So I have a parent game object with a reference to a box collider. The box collider is located inside a game object that is the child of the parent object.
Now what is the best way to get the OnCollision method to get called in the parent game object? Since this is on the iPhone I want to use the approach that gives me the best performance, so I would like to avoid things like SendMessage.
What i’m thinking about now is creating a script and put it on the child game object that invokes a method on the parent using MonoBehavior.Invoke… but shouldn’t there be a better way? Am I missing something here?
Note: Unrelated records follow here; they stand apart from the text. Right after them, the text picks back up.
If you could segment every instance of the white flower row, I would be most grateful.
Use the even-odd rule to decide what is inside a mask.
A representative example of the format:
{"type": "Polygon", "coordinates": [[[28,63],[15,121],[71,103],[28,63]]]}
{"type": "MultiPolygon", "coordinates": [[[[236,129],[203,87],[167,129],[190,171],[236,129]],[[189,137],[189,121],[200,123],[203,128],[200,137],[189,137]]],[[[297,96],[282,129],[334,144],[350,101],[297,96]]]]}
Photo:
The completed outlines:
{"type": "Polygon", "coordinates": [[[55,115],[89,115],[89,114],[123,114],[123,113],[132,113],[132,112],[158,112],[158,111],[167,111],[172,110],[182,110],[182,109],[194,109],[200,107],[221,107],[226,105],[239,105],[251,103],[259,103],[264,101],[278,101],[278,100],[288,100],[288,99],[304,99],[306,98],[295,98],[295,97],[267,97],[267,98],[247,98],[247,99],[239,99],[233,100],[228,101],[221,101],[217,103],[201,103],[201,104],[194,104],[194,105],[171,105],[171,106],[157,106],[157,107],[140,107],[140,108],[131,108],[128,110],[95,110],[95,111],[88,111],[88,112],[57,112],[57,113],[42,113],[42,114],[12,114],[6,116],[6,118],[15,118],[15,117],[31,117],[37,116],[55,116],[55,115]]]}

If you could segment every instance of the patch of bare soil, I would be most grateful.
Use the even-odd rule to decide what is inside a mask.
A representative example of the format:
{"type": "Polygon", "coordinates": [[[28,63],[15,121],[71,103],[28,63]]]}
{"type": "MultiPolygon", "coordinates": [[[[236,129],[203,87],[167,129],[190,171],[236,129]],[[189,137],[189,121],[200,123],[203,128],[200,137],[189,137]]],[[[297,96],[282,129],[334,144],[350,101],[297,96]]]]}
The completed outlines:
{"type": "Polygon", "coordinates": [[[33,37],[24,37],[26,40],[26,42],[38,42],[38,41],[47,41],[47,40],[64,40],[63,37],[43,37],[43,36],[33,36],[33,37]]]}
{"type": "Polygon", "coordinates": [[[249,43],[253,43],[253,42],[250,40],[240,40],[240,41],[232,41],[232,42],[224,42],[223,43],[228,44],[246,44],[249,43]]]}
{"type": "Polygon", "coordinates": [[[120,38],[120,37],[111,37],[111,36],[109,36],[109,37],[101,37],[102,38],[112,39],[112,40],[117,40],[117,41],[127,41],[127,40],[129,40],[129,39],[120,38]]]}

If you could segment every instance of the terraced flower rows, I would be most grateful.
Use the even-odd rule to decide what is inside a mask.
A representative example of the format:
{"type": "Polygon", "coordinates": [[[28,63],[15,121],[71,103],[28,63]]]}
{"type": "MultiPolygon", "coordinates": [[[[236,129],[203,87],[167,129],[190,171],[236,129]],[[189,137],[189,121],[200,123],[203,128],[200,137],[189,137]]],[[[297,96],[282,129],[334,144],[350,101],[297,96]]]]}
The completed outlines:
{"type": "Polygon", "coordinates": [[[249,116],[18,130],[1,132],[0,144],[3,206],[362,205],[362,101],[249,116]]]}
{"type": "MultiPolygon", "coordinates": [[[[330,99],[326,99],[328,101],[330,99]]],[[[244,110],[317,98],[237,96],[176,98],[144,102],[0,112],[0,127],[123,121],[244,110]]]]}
What is the “correct” way of doing this?
Yes exactly that is what i suspected would be the solution… it would be nice if parents could automatically get the OnCollision for their childrens… but I guess it’s often the other way around
// On the child gameObject:
class CollisionHandler : MonoBehaviour
{
private TheParentsScript parentsScript;
void Awake()
{
parentsScript = transform.parent.GetComponent<TheParentsScript>();
}
void OnCollisionEnter(Collision CollisionInfo)
{
if (theCollisionMeetsYourCriteria)
{
parentsScript.SomeMethod();
}
}
}
// On the parent gameObject:
class TheParentsScript : MonoBehavior
{
void SomeMethod()
{
// Your code here.
}
}
This code is bound to work faster, even if only a tiny bit, because:
It spares you the unnecessary store of the transform.parent reference into a temporary variable; instead, it uses GetComponent() on it directly (one less pointer dereference, yay!).
It uses the generic version of GetComponent(), which saves you from having to use typeof and is more type-safe than the ‘as’ typecast operator.